In the old days, we would write codes like:

public List<ProductManager> convert() {
    List<ProductManager> pros = new ArrayList<>();
    for (Developer dev: A) {
        ProductManager manager = new ProductManager();
        manager.setName(dev.getName());
        manager.setAge(dev.getAge());
        pros.add(manager);
    }
    return pros;
}

How could we write the above in a more elegant and brief manner with Java 8?

Ivan
  • 661
  • 1
  • 8
  • 15
  • 3
    The real question here is why `Developer` and `ProductManager` don't seem to inherit from a common superclass `Person` that encapsulates the `name` and `age`. Before you go upgrading to nifty Java8 bells & whistles, you should probably get the design right. – Jim Garrison Oct 14 '16 at 04:52
  • @JimGarrison Yes, I agree with you, I need to pay more attention to fundamentals. If there are more properties, maybe more than 20, and the constructor can not use directly, how to convert ? – Ivan Oct 14 '16 at 05:48
  • 1
    If `Developer` and `ProductManager` had a common base class, `Person`, defining all common properties, there was no problem defining a constructor with a `Person` parameter in both classes. These constructors would just delegate to the constructor of the `Person` base class which does the work, so it has to be implemented only once. Note that this is an established pattern, i.e. all standard `Collection` types provide a constructor accepting a `Collection` argument to copy from. – Holger Oct 14 '16 at 08:17

5 Answers5

92

you will have to use something like below :

List<ProductManager> B = A.stream()
        .map(developer -> new ProductManager(developer.getName(), developer.getAge()))
        .collect(Collectors.toList());

// for large # of properties assuming the attributes have similar names //other wise with different names refer this

List<ProductManager> B = A.stream().map(developer -> {
            ProductManager productManager = new ProductManager();
            try {
                PropertyUtils.copyProperties(productManager, developer);
            } catch (Exception ex) {
                ex.printStackTrace();
            }
            return productManager;
        }).collect(Collectors.toList());

        B.forEach(System.out::println);
Ramachandran.A.G
  • 4,788
  • 1
  • 12
  • 24
  • If there are more properties, maybe more than 20, and the constructor can not use directly, how to convert ? – Ivan Oct 14 '16 at 05:49
  • 1
    @Ivan added a sample with PropertyUtils , seems to be a easy way to do it – Ramachandran.A.G Oct 14 '16 at 06:50
  • @Ivan use [Map Struct Java Bean mapping annotation processor](https://www.youtube.com/watch?v=nvjqtWQ5zj8) to convert Bean to DTO / JSON object easily if the entity contains more than 5 or 20 properties. By using [Lombok](https://www.youtube.com/watch?v=tXg9miX0pX0) we can avoid getters and setters in bean / Entity classes. Read this [Guide to MapStruct in Java - Advanced Mapping Library](https://stackabuse.com/guide-to-mapstruct-in-java-advanced-mapping-library/) article also to get idea on MapStruct. – UdayKiran Pulipati Sep 27 '20 at 03:21
8

Probably, like this:

List<ProductManager> B = A.stream()
        .map(developer -> new ProductManager(developer.name, developer.age))
        .collect(Collectors.toList());
Slava
  • 827
  • 5
  • 13
5

If there are more properties, maybe more than 20, and the constructor can not use directly, how to convert ?

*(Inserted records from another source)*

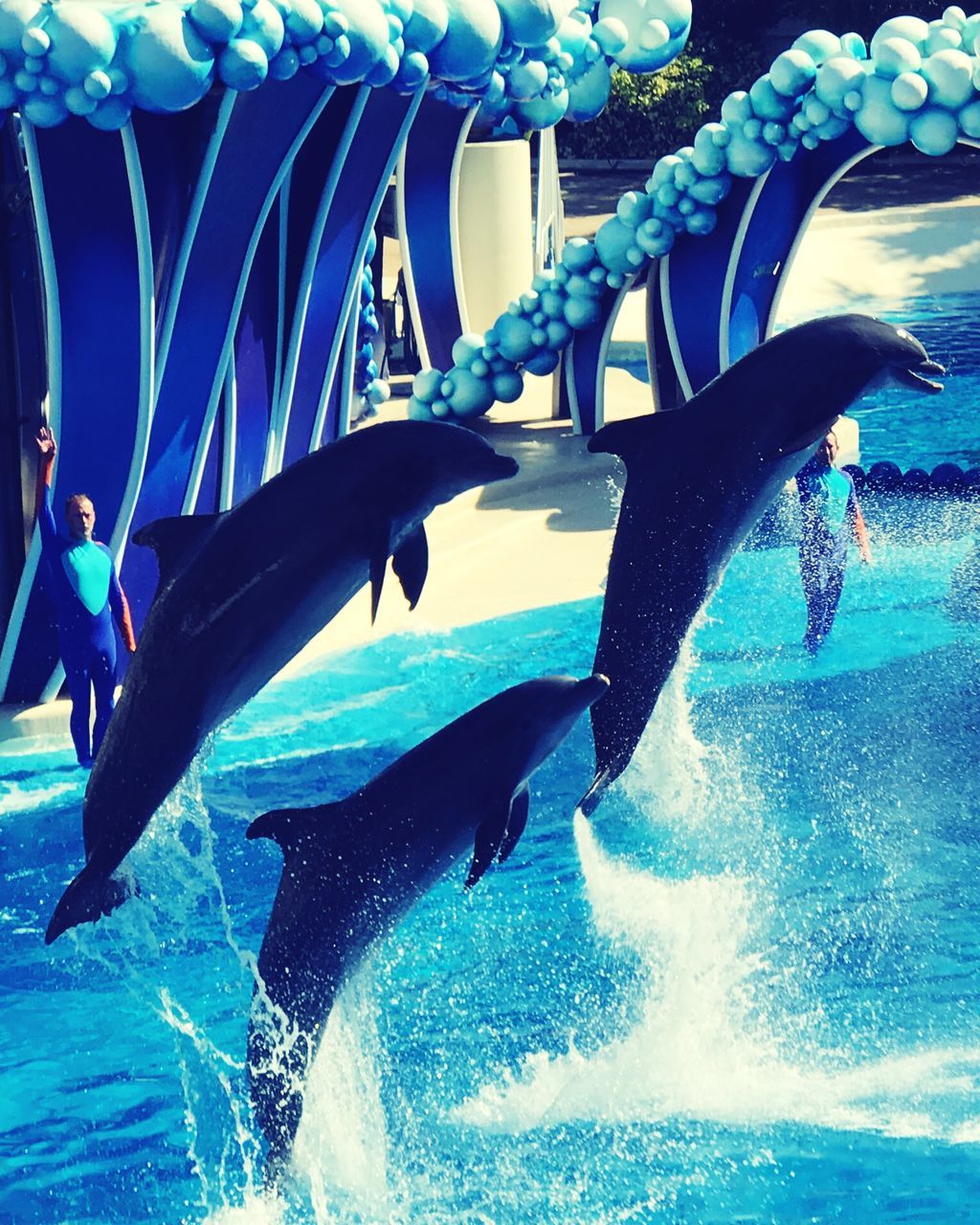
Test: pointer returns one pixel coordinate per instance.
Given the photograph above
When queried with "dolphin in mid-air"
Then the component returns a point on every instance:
(352, 869)
(697, 480)
(240, 593)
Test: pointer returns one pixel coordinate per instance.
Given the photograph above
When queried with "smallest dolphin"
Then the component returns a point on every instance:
(352, 869)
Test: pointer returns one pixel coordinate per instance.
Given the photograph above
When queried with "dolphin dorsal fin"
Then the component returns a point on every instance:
(288, 827)
(174, 541)
(411, 564)
(641, 435)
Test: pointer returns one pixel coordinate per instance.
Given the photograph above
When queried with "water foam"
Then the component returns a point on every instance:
(342, 1143)
(15, 797)
(708, 1044)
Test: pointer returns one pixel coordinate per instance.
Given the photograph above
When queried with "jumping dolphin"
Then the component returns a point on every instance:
(352, 869)
(699, 478)
(239, 594)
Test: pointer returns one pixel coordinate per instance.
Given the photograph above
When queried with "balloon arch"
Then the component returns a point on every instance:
(183, 250)
(717, 224)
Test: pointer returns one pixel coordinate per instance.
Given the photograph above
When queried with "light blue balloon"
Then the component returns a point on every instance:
(169, 65)
(472, 40)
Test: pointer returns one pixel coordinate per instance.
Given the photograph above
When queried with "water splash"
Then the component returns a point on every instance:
(342, 1145)
(709, 1042)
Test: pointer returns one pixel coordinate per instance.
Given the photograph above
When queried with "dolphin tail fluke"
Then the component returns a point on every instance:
(516, 823)
(591, 799)
(87, 900)
(411, 564)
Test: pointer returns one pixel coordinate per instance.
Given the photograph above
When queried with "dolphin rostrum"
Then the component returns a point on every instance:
(697, 480)
(239, 594)
(352, 869)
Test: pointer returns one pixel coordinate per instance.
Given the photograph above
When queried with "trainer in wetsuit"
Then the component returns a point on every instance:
(87, 595)
(831, 517)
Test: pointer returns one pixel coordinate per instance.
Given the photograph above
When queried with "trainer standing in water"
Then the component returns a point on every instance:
(87, 597)
(831, 517)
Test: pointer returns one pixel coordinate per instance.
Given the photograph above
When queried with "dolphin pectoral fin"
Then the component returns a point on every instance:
(489, 836)
(87, 900)
(379, 563)
(411, 564)
(516, 823)
(590, 801)
(175, 539)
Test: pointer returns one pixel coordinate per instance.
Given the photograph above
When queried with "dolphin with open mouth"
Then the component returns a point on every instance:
(697, 480)
(240, 594)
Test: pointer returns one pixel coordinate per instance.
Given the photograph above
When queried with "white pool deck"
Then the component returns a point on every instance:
(543, 537)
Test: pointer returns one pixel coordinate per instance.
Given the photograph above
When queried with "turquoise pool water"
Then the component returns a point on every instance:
(748, 992)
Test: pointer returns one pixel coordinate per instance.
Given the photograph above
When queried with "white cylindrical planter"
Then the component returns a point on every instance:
(497, 243)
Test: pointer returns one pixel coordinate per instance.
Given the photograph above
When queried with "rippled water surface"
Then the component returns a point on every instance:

If you have any more than 3-4 properties to set, you should use a Builder, like so:

List<Developer> A = ImmutableList.of(new Developer("Ivan", 25),
                                     new Developer("Curry", 28));

Function<Developer, ProductManager> converter = dev -> new ProductManagerBuilder()
        .setAge(dev.getAge())
        .setName(dev.getName())
        .setProperty1(dev.getProperty1())
        .setProperty2(dev.getProperty2())
        ...
        .build();

List<ProductManager> productManagers = A.stream()
                                        .map(converter)
                                        .collect(toList());
Mahesh
  • 5,158
  • 2
  • 15
  • 20
  • You mean to use build pattern? It is right. My question then was how to write function body in inner map, instead of constructor. Builder pattern works like constructor in this sample, so it is not my intention, thanks anyway. – Ivan Oct 19 '16 at 10:26
4

Java 16 has updated the collection api to .toList() instead of .collect(Collectors.toList())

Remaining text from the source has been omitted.